Preheat oven to 400 degrees F. Place a 9-inch cast iron skillet in the oven to get it really hot.
Mix dry ingredients: In a large bowl, whisk flour, cornmeal, sugar, baking powder, baking soda, and Kosher salt. Set aside.
Mix wet ingredients: In a separate large bowl, whisk the buttermilk, whole milk, and eggs until combined. Then, drizzle in brown butter (or the simple melted butter) and whisk until evenly combined. The butter may solidify a bit, don’t worry, but try to break it up a little with the whisk.
Add the dry ingredients into the wet ingredients. Mix until evenly combined and no pockets of flour remain. Do not overmix.

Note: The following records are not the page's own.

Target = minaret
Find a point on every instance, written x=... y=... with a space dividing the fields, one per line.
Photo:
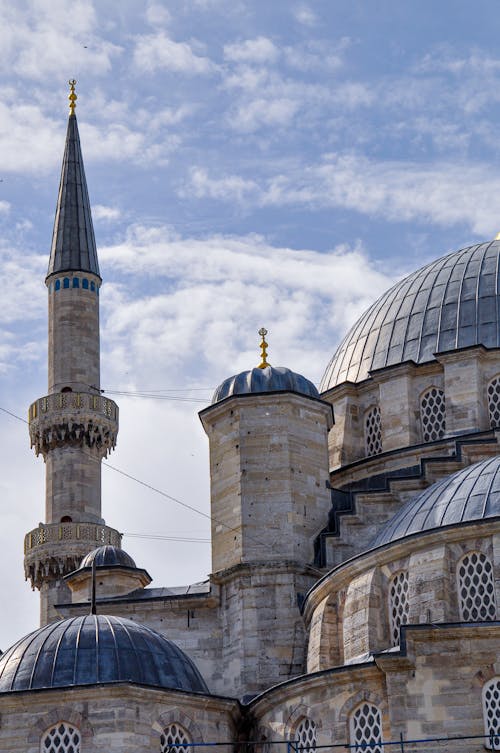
x=74 y=426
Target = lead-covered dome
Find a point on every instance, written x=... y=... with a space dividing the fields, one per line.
x=451 y=303
x=471 y=494
x=96 y=649
x=270 y=379
x=107 y=556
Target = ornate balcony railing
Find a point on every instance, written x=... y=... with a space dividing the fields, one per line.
x=73 y=418
x=44 y=557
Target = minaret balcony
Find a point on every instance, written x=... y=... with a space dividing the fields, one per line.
x=78 y=419
x=44 y=556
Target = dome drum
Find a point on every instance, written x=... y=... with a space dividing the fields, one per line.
x=417 y=403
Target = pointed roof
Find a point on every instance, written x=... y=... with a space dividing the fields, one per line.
x=73 y=241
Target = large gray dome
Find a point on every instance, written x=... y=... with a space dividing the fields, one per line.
x=470 y=494
x=96 y=649
x=107 y=556
x=270 y=379
x=451 y=303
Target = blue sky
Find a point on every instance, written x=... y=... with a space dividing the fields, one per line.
x=249 y=163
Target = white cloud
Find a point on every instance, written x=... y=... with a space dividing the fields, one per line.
x=225 y=288
x=305 y=15
x=108 y=214
x=227 y=188
x=158 y=52
x=258 y=50
x=43 y=39
x=157 y=15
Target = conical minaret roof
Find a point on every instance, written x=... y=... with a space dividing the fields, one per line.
x=73 y=241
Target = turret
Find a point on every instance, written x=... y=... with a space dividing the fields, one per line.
x=73 y=427
x=268 y=431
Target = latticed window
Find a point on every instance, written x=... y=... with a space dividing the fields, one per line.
x=305 y=735
x=175 y=739
x=62 y=738
x=433 y=415
x=399 y=604
x=491 y=713
x=365 y=725
x=373 y=432
x=494 y=401
x=476 y=588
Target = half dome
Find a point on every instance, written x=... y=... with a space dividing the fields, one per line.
x=471 y=494
x=452 y=303
x=96 y=649
x=270 y=379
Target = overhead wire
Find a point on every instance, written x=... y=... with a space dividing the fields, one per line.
x=146 y=485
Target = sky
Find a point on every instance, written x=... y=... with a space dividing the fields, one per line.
x=249 y=164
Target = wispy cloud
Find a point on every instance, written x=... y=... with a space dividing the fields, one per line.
x=155 y=52
x=259 y=50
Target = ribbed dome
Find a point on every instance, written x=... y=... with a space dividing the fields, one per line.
x=270 y=379
x=106 y=556
x=470 y=494
x=451 y=303
x=96 y=649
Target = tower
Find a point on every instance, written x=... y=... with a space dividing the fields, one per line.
x=268 y=434
x=73 y=427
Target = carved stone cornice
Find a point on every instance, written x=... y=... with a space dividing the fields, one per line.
x=74 y=419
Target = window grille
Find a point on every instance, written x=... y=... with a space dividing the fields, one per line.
x=494 y=402
x=62 y=738
x=476 y=588
x=305 y=735
x=373 y=432
x=366 y=728
x=175 y=739
x=491 y=713
x=433 y=415
x=399 y=604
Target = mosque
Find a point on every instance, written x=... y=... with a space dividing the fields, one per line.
x=355 y=584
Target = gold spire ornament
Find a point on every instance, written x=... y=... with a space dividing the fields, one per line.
x=72 y=96
x=263 y=346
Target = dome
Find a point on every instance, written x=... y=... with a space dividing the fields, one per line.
x=96 y=649
x=468 y=495
x=107 y=556
x=451 y=303
x=270 y=379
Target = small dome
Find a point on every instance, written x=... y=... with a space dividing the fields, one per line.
x=96 y=649
x=270 y=379
x=449 y=304
x=470 y=494
x=106 y=556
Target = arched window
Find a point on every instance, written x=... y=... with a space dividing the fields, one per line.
x=399 y=604
x=433 y=414
x=494 y=402
x=365 y=728
x=476 y=588
x=305 y=735
x=491 y=713
x=175 y=739
x=373 y=431
x=61 y=738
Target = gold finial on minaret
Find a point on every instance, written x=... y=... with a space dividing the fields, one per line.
x=263 y=346
x=72 y=96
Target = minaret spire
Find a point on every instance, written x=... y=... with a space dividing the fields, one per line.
x=73 y=240
x=73 y=427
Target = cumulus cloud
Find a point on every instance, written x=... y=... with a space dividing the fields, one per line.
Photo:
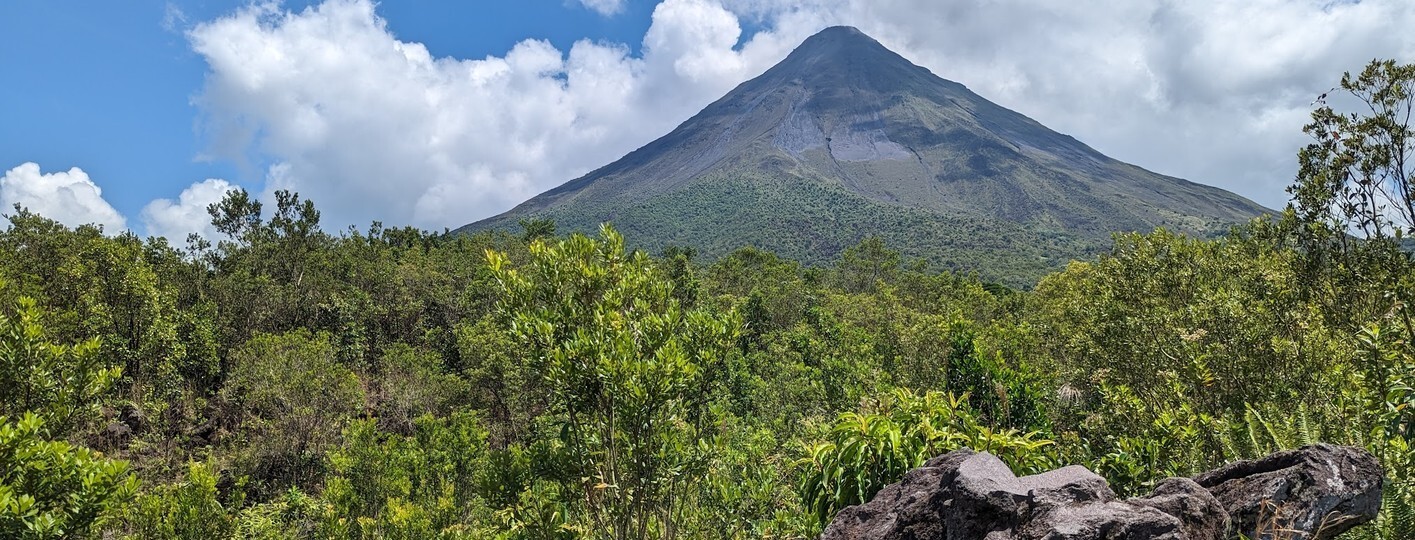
x=374 y=127
x=604 y=7
x=176 y=219
x=70 y=197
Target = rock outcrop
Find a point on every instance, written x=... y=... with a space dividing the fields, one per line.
x=1310 y=494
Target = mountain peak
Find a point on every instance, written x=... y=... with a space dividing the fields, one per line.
x=846 y=139
x=841 y=57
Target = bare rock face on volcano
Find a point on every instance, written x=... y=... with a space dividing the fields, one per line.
x=845 y=139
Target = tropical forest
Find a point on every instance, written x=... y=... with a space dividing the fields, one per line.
x=292 y=382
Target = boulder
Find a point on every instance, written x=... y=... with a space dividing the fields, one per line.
x=964 y=495
x=1320 y=491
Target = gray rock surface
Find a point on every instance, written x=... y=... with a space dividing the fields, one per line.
x=1316 y=492
x=1319 y=489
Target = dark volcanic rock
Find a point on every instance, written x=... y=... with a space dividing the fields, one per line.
x=1316 y=492
x=1320 y=489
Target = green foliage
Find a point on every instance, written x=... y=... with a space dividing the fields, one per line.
x=628 y=373
x=1357 y=173
x=396 y=383
x=387 y=486
x=61 y=383
x=188 y=509
x=865 y=451
x=295 y=400
x=53 y=489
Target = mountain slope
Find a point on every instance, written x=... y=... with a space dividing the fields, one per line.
x=846 y=139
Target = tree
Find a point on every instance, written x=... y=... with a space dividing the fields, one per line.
x=1357 y=173
x=53 y=489
x=295 y=399
x=60 y=383
x=628 y=373
x=868 y=263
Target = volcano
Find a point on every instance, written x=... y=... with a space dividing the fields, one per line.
x=845 y=139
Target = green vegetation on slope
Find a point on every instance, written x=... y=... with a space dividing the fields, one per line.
x=392 y=383
x=845 y=140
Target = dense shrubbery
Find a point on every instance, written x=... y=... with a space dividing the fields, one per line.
x=394 y=383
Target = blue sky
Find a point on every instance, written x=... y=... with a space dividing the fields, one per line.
x=437 y=113
x=108 y=85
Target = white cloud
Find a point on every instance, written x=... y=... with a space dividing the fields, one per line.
x=604 y=7
x=70 y=198
x=374 y=127
x=176 y=219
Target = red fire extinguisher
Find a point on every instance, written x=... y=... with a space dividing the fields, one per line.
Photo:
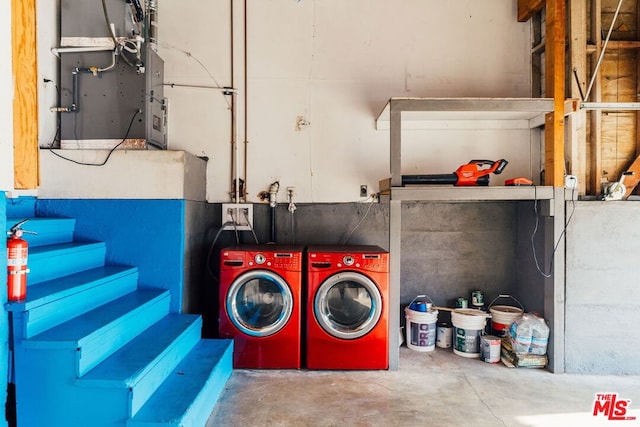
x=17 y=252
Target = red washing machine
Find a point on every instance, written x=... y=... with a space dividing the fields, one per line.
x=260 y=305
x=347 y=307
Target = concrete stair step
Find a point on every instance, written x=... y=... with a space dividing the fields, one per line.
x=140 y=366
x=56 y=301
x=99 y=333
x=190 y=392
x=62 y=259
x=48 y=231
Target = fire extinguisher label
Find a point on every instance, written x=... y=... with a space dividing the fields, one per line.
x=17 y=257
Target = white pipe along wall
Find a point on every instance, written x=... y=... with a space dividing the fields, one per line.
x=332 y=65
x=318 y=75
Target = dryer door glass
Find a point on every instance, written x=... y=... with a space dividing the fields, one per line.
x=259 y=303
x=348 y=305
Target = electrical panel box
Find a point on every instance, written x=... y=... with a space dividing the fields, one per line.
x=109 y=95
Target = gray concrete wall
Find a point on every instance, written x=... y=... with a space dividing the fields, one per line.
x=602 y=333
x=448 y=249
x=533 y=261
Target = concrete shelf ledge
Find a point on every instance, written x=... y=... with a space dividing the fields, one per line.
x=128 y=174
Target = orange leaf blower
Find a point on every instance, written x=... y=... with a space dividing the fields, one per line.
x=476 y=172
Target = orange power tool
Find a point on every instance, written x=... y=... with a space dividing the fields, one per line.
x=476 y=172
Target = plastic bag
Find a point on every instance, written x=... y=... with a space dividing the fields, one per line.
x=529 y=334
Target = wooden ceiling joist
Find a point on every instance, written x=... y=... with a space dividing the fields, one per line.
x=528 y=8
x=25 y=101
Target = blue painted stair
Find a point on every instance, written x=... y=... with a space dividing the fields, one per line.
x=94 y=347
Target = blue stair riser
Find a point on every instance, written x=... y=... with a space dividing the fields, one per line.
x=48 y=231
x=97 y=334
x=21 y=207
x=53 y=261
x=78 y=300
x=189 y=394
x=105 y=342
x=145 y=362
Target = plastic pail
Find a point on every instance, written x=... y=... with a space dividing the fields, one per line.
x=490 y=348
x=444 y=335
x=421 y=329
x=502 y=316
x=468 y=324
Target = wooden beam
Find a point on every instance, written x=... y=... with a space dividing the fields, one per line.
x=577 y=120
x=25 y=100
x=594 y=185
x=528 y=8
x=555 y=88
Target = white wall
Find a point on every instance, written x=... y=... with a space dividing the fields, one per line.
x=47 y=14
x=335 y=63
x=6 y=98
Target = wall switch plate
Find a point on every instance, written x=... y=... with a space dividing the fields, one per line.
x=237 y=216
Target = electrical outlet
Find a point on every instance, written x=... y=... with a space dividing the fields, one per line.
x=237 y=216
x=570 y=182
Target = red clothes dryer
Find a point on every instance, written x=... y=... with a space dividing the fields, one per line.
x=347 y=308
x=260 y=304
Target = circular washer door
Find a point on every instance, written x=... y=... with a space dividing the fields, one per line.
x=259 y=303
x=348 y=305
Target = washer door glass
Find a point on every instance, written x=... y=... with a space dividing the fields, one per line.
x=259 y=303
x=348 y=305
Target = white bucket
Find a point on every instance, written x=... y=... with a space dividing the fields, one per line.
x=421 y=329
x=444 y=335
x=502 y=316
x=468 y=324
x=490 y=348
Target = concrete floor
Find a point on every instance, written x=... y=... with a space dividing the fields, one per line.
x=436 y=388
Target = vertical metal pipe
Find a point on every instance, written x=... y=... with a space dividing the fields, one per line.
x=234 y=171
x=604 y=49
x=246 y=109
x=272 y=235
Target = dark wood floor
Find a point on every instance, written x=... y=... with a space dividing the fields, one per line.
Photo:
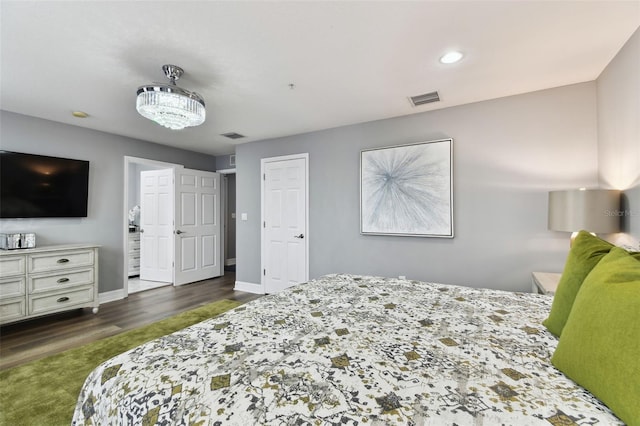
x=29 y=340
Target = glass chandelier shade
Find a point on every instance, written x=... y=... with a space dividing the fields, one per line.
x=170 y=105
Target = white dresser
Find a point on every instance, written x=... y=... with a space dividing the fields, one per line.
x=134 y=253
x=48 y=279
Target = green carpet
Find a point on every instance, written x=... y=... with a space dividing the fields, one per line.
x=44 y=392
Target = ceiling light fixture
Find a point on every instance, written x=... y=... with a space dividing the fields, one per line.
x=451 y=57
x=170 y=105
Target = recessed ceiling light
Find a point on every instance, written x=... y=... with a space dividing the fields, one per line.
x=451 y=57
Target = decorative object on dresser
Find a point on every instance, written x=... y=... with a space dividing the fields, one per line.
x=134 y=253
x=17 y=241
x=49 y=279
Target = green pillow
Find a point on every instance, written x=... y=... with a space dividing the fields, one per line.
x=600 y=344
x=585 y=253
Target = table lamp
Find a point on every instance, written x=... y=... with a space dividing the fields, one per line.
x=594 y=210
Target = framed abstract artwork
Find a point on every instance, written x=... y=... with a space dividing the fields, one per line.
x=407 y=190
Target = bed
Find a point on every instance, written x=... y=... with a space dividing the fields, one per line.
x=350 y=350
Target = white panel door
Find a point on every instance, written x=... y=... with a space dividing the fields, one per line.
x=156 y=225
x=198 y=228
x=285 y=243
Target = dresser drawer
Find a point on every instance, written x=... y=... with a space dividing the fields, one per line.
x=12 y=287
x=60 y=300
x=12 y=265
x=60 y=260
x=62 y=279
x=12 y=309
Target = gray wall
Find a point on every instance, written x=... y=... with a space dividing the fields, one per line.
x=105 y=153
x=508 y=153
x=618 y=89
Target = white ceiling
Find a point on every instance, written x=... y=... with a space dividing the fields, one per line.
x=350 y=62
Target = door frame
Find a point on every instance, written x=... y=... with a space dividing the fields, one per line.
x=263 y=245
x=125 y=210
x=224 y=205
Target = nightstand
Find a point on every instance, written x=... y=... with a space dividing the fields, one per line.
x=545 y=282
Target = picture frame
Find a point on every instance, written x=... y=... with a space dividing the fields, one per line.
x=407 y=190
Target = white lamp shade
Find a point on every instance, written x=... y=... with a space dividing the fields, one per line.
x=594 y=210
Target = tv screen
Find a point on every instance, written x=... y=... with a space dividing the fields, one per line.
x=40 y=186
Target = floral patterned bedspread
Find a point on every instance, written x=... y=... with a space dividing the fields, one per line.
x=349 y=350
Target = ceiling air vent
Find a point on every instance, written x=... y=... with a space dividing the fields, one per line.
x=233 y=135
x=427 y=98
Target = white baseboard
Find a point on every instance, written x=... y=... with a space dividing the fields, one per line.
x=249 y=287
x=111 y=296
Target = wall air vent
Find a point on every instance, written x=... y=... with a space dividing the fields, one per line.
x=233 y=135
x=427 y=98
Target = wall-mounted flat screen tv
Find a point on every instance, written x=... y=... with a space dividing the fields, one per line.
x=34 y=186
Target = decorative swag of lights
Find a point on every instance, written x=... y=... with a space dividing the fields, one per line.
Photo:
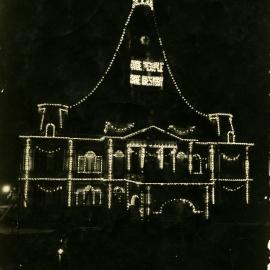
x=118 y=128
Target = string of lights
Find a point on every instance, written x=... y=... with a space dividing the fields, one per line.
x=109 y=126
x=110 y=63
x=185 y=201
x=228 y=158
x=48 y=151
x=232 y=189
x=180 y=131
x=170 y=71
x=51 y=190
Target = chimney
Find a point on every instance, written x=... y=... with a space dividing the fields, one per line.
x=52 y=118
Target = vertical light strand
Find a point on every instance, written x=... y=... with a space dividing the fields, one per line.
x=127 y=195
x=212 y=162
x=70 y=169
x=190 y=156
x=247 y=174
x=173 y=153
x=77 y=198
x=109 y=195
x=170 y=71
x=160 y=153
x=110 y=171
x=110 y=158
x=212 y=172
x=27 y=163
x=84 y=197
x=129 y=152
x=100 y=197
x=207 y=202
x=93 y=196
x=110 y=63
x=142 y=157
x=148 y=200
x=142 y=205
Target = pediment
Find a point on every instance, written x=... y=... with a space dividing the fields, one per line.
x=154 y=133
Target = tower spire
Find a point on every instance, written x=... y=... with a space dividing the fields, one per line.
x=143 y=3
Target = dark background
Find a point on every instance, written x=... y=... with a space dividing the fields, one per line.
x=55 y=51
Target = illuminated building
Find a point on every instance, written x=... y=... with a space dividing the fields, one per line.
x=144 y=158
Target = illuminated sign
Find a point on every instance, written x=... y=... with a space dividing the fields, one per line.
x=146 y=73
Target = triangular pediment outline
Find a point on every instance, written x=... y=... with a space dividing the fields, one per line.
x=158 y=129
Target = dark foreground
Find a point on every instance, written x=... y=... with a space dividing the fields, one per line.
x=195 y=244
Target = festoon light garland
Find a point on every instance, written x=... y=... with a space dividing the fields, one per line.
x=110 y=63
x=118 y=129
x=48 y=151
x=50 y=190
x=230 y=158
x=181 y=131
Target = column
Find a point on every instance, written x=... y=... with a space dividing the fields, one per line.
x=190 y=166
x=129 y=152
x=148 y=200
x=27 y=166
x=247 y=174
x=110 y=171
x=173 y=153
x=142 y=157
x=70 y=169
x=212 y=172
x=206 y=202
x=127 y=195
x=142 y=205
x=160 y=153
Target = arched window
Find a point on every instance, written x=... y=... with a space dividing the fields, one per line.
x=50 y=130
x=90 y=163
x=88 y=196
x=197 y=164
x=230 y=137
x=119 y=193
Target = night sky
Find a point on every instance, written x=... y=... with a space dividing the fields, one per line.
x=55 y=51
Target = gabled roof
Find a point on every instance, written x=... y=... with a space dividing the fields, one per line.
x=154 y=128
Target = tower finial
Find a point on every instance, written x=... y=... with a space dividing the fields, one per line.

Remove the hot skillet from oven. Grease with 1 tablespoon of butter and wipe off any excess with paper towel so it doesn't pool over the batter. Immediately, pour the batter into the hot greased skillet.
Bake for about 20-23 minutes, or until a toothpick or cake tester inserted in the middle comes out clean and the top is golden brown.
Let rest for 15 minutes before serving. If desired, serve with butter and a drizzle of honey. Enjoy!